A strong quake struck off the west coast of Indonesia’s Sumatra island early on March 14, sending residents fleeing from their homes, but no damage or victims were reported immediately.
The shallow 6.7-magnitude earthquake hit at 4:06am (2109 GMT) at a depth of 21km, with its epicentre 167km west of the coastal city of Pariaman, the US Geological Survey (USGS) said.
The epicentre was 197km from Padang, the capital and largest city in West Sumatra province.
“The earthquake was felt for one minute at moderate intensity as people got panic and fled their homes,” said the National Disaster Mitigation Agency (BNPB) in an initial report.
The tremor was followed by a series of strong aftershocks, according to the Indonesian geophysics agency.

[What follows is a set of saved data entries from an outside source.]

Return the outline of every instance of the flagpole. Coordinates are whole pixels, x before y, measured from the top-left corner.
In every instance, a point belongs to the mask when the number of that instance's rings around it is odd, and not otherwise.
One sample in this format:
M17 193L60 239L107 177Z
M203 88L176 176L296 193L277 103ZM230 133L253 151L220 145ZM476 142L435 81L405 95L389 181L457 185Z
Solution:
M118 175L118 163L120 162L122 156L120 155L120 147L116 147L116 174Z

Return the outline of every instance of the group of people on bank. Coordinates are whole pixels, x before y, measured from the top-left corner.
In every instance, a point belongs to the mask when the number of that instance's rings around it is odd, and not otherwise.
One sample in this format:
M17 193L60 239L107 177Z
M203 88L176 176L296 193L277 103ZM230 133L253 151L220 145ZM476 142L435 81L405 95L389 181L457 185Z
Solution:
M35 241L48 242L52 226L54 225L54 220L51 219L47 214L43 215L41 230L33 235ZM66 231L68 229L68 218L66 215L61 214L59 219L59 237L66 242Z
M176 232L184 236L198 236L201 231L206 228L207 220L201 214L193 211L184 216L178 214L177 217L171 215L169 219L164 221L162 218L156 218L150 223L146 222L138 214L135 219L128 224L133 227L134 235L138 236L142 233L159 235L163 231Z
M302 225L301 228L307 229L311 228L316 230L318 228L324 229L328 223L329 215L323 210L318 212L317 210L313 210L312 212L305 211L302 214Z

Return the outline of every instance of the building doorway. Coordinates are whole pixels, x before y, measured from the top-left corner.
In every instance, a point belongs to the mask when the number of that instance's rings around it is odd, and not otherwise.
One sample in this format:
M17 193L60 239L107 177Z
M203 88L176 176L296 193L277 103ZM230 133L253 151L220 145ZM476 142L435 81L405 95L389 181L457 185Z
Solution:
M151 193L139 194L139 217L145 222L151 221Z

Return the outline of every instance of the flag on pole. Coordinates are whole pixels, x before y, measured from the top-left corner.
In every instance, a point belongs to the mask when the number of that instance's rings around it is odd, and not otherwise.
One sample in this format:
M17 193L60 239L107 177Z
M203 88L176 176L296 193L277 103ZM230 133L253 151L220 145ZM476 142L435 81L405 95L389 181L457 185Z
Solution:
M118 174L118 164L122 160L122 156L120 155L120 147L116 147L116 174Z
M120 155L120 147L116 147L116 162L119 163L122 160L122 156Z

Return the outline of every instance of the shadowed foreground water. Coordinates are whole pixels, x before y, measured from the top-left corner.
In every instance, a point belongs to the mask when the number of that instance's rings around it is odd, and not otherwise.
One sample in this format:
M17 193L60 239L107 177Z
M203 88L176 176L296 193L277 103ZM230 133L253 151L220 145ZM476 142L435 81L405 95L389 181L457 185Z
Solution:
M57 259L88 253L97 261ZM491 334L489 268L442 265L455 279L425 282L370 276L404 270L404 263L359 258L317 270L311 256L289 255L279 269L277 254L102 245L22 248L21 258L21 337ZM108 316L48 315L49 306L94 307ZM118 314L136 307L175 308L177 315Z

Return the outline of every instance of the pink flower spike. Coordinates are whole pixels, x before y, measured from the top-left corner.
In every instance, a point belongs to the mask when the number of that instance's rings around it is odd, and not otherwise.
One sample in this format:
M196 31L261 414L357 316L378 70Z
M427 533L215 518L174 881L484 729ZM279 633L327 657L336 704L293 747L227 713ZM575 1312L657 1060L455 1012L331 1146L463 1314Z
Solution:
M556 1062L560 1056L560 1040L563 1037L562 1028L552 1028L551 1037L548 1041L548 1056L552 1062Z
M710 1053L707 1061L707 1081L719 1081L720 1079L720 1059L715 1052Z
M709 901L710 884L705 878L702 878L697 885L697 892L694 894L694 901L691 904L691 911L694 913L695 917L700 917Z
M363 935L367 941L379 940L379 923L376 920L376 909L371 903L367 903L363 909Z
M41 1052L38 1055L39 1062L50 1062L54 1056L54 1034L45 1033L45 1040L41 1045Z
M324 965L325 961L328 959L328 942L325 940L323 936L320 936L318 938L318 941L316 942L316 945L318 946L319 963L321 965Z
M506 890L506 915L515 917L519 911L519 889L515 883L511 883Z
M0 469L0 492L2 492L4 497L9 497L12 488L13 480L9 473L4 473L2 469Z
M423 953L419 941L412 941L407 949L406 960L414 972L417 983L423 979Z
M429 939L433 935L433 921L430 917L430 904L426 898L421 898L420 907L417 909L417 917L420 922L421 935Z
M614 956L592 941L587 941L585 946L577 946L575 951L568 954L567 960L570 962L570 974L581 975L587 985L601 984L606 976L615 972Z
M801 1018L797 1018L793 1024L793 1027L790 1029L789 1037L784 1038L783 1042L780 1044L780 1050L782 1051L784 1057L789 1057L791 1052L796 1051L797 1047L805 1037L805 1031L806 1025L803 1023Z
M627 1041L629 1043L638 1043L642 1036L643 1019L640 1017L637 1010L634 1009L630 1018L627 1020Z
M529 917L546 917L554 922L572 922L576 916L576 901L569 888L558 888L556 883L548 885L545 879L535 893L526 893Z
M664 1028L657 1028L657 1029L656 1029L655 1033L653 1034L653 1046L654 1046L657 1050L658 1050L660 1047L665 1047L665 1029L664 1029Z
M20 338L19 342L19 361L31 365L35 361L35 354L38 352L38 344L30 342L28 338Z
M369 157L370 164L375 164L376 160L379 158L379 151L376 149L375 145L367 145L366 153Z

The Pacific Tsunami Warning Centre initially said that the earthquake could potentially generate a tsunami affecting the Indian Ocean region, but it soon lifted the warning.
“Based on the latest report, there is no damage and victims, but we continue monitoring. The jolt was strongly felt in the South Nias island,” Agus Wibisono, Nias’ Search and Rescue office head said.
After the tsunami threat was lifted “the people calmed down,” he added.
A 6.2-magnitude earthquake rocked Sumatra island on February 25, killing 19 people and injuring hundreds.
In 2004, a 9.1-magnitude quake struck the coast of Sumatra and triggered a tsunami that killed 220,000 people throughout the region, including about 170,000 in Indonesia.
Indonesia sits on the Pacific “Ring of Fire”, causing it to experience frequent earthquakes.